Among the top 30 PT reports, general disorders and administration site conditions were the most common, such as application site papules, rash and pruritus. Secondly, skin and subcutaneous tissue disorders, such as dermatitis contact and dermatitis allergic. At the same time, we also found hypertension and the cause of uterine cancer and other adverse reactions. Recent studies have found that several clinical randomized controlled trials have shown that the most common adverse reaction of S-1 is neutropenia[28, 36, 37]. It also includes disorders of the skin system, and gastrointestinal systems such as nausea, vomiting, constipation, and diarrhea[36], which is consistent with the conclusions of many studies[38–40].
Neutropenia, a condition characterized by a decrease in the number of neutrophils, a type of white blood cell that helps fight infections, is a well-documented side effect of many chemotherapy drugs, including S-1. The primary cause of neutropenia in patients receiving S-1 is the drug's impact on the bone marrow, where blood cells are produced. S-1 can suppress the normal production of neutrophils, leading to an increased risk of infections. The gastrointestinal symptoms, such as nausea, vomiting, constipation, and diarrhea, can be attributed to the drug's effect on the gastrointestinal tract. S-1 contains tegafur, a prodrug that is converted to 5-fluorouracil (5-FU) in the body. 5-FU is known to affect the rapidly dividing cells of the gastrointestinal mucosa, which can lead to mucositis and other gastrointestinal disturbances. The dosage and schedule of S-1 administration can also influence the occurrence and severity of these symptoms. Skin reactions associated with S-1 may include rash, itching, or changes in skin color. These can be a result of the drug's impact on the DNA synthesis of rapidly dividing cells, including those of the skin, or an immune response triggered by the drug. As for the less common adverse reactions like hypertension and uterine cancer, the reasons for their occurrence can be multifactorial. Hypertension may occur because of the drug's impact on the cardiovascular system or due to the physiological stress response triggered by the cancer itself and its treatment. The association between S-1 and uterine cancer might be due to the drug's potential to affect the hormonal balance in the body, as some cancer treatments can influence the risk of developing certain types of cancer.
Previously, several clinical center experiments have shown that the common adverse reactions of S-1 include rash, neutropenia, anemia, loss of appetite, diarrhea, etc.[41–43]. This can be explained mainly by the pharmacokinetics before and after drug use. For example, a statistically significant relationship was observed between Cmax and 5-FU concentration before and after treatment[44, 45]. It is important to note that the development of adverse reactions can also be influenced by various patient-related factors, such as underlying health conditions, genetic predisposition, and concurrent medications. Healthcare providers should consider these factors when prescribing S-1 and closely monitor patients for the development of adverse reactions to ensure timely intervention and appropriate management.

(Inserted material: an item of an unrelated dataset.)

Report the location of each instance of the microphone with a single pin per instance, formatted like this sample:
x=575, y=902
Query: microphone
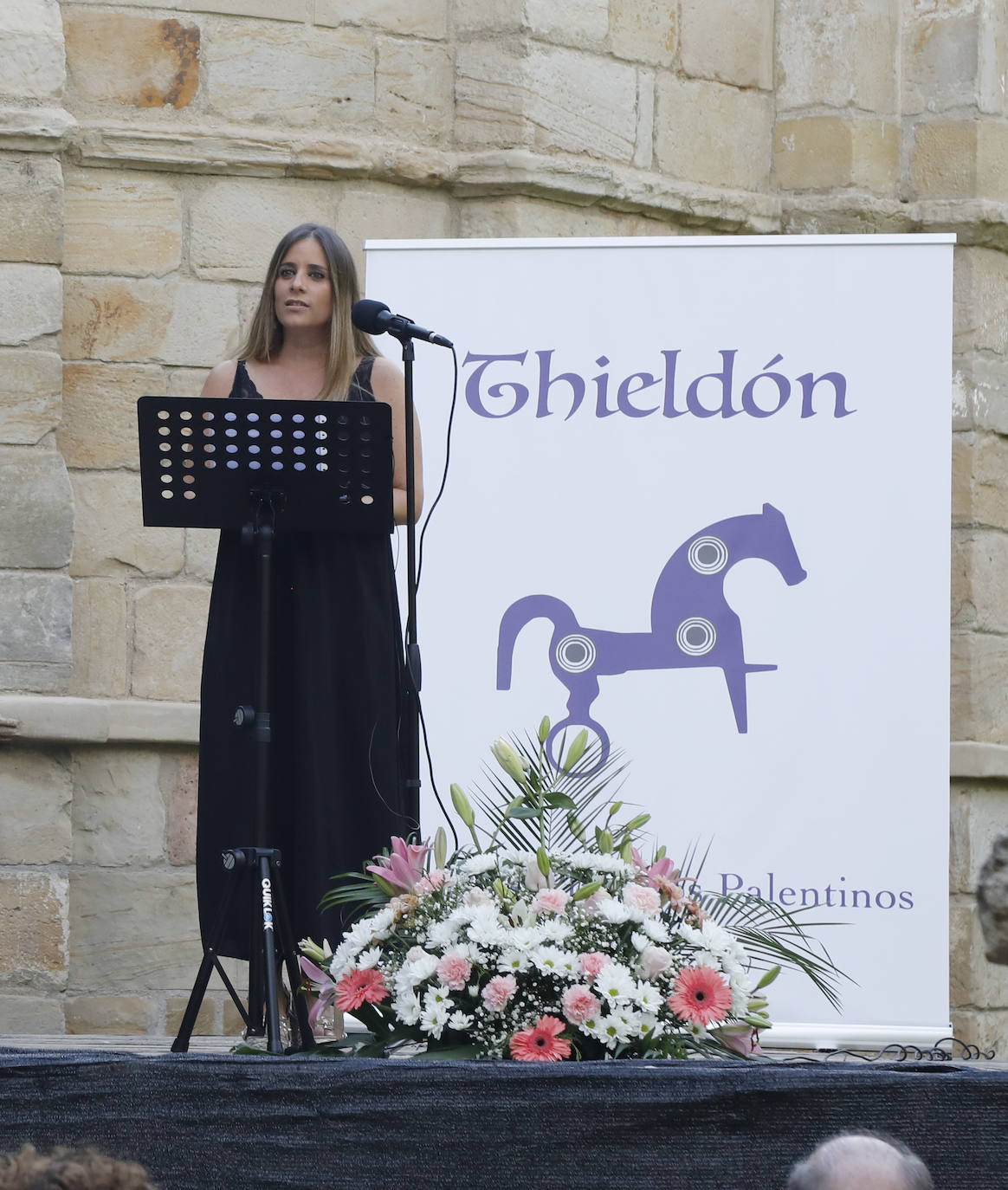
x=375, y=318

Our research has certain limitations, primarily because the FAERS database is an independent reporting system, and the reporting involves doctors, pharmacists, patients, etc., which may lead to false positives in the data mining results. Secondly, whether there is a biological correlation between the target ADE and the drug needs further evaluation by combining case analysis reference to drug instructions, literature reports, and expert opinions. These factors will inevitably result in some deviation in the study's findings, and it is necessary for future studies to conduct comprehensive evaluations based on actual clinical situations.